WASHINGTON ó Pakistan will tell the United States it cannot take unilateral actions such as the raid that killed Osama bin Laden and that parliament will determine military priorities, the foreign minister told a US magazine.

A Pakistani parliamentary committee is reviewing the troubled relationship with the United States amid outrage over a NATO raid in November that mistakenly killed 24 Pakistani soldiers near the Afghan border at Salala.

Pakistan Foreign Minister Hina Rabbani Khar, in an interview with Time magazine released Wednesday, said that the upcoming report would recognize the importance of US ties but "will redefine what is uncompromisable for Pakistan."

"It is the parliament of Pakistan that must decide whether it is time for military action in one area or not," she said.

Asked what Pakistan's red lines would be, she said: "No unilateral action at any level, of any type. Like Abbottabad. Like what happened in Salala."

US forces killed Osama bin Laden in a raid in May in Abbottabad, which is home to Pakistan's top military academy. US officials gave no advance warning out of fear that Pakistan may have stopped the raid or tipped off bin Laden.

Despite Pakistan's offensives against some homegrown extremists, US officials have charged that elements in Pakistan's intelligence agency support some other Islamic militants, particularly in Afghanistan.

A newly leaked NATO document -- seen by The Times newspaper in London and the BBC -- cited Taliban detainees as saying that Pakistani intelligence was intimately involved in supporting the Afghan insurgency.

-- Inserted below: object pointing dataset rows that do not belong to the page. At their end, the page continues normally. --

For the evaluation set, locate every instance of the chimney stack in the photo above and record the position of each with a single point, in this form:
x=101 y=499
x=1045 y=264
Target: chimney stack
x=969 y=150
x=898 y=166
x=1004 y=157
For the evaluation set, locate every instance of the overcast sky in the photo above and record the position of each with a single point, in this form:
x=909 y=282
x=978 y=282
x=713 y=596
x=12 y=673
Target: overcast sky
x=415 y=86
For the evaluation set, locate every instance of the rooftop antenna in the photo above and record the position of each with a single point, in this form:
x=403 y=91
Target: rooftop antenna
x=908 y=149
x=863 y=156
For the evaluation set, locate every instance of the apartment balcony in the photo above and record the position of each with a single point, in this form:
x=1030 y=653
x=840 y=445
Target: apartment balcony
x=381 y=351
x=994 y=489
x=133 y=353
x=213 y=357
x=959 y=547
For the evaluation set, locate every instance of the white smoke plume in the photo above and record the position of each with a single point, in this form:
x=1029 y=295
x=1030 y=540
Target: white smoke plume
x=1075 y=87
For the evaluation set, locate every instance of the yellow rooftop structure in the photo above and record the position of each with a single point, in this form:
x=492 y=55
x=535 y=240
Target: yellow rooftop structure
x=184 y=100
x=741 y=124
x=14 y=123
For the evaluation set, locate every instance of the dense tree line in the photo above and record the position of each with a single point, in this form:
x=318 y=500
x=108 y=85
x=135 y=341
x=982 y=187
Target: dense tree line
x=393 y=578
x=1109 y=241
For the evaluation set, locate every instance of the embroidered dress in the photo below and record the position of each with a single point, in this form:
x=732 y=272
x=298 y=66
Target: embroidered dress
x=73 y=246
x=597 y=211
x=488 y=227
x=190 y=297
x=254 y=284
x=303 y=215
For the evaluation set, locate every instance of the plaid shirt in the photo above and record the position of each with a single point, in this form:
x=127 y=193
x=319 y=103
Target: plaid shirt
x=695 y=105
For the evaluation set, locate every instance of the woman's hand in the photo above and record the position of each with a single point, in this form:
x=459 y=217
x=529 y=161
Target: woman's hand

Khar, on a visit to Kabul on Wednesday, rejected the accusations and said that Pakistan has "no hidden agenda" in Afghanistan, where Western forces aim to pull out most combat troops by 2014.

In the interview with Time, Khar said that Pakistan will support "whatever path the Afghans choose for themselves."

"Pakistan's desires and hopes for Afghanistan are nothing more than a peaceful, stable Afghanistan," she said.

Khar also urged an end to US drone attacks in lawless areas of Pakistan. US President Barack Obama said Monday that drones have killed Al-Qaeda militants, but Pakistan says the unmanned attacks fuel bitterness and create more extremists.

Khar said that the United States, despite its public support for democracy, has ignored criticism of the drones from Pakistan's parliament expressed "at the top of its lungs."

"So is very difficult to explain why the US would choose to ignore the will of 180 million people and think it knows better," she said.

According to an AFP tally, 45 US missile strikes were reported in Pakistan's tribal belt in 2009, 101 in 2010 and 64 in 2011.

The New America Foundation think-tank in Washington says drone strikes in Pakistan have killed between 1,715 and 2,680 people in the past eight years.

US diplomatic cables leaked by WikiLeaks in late 2010 showed that Pakistan's civilian and military leaders privately supported US drone attacks, despite public condemnation in a country where the US alliance is hugely unpopular.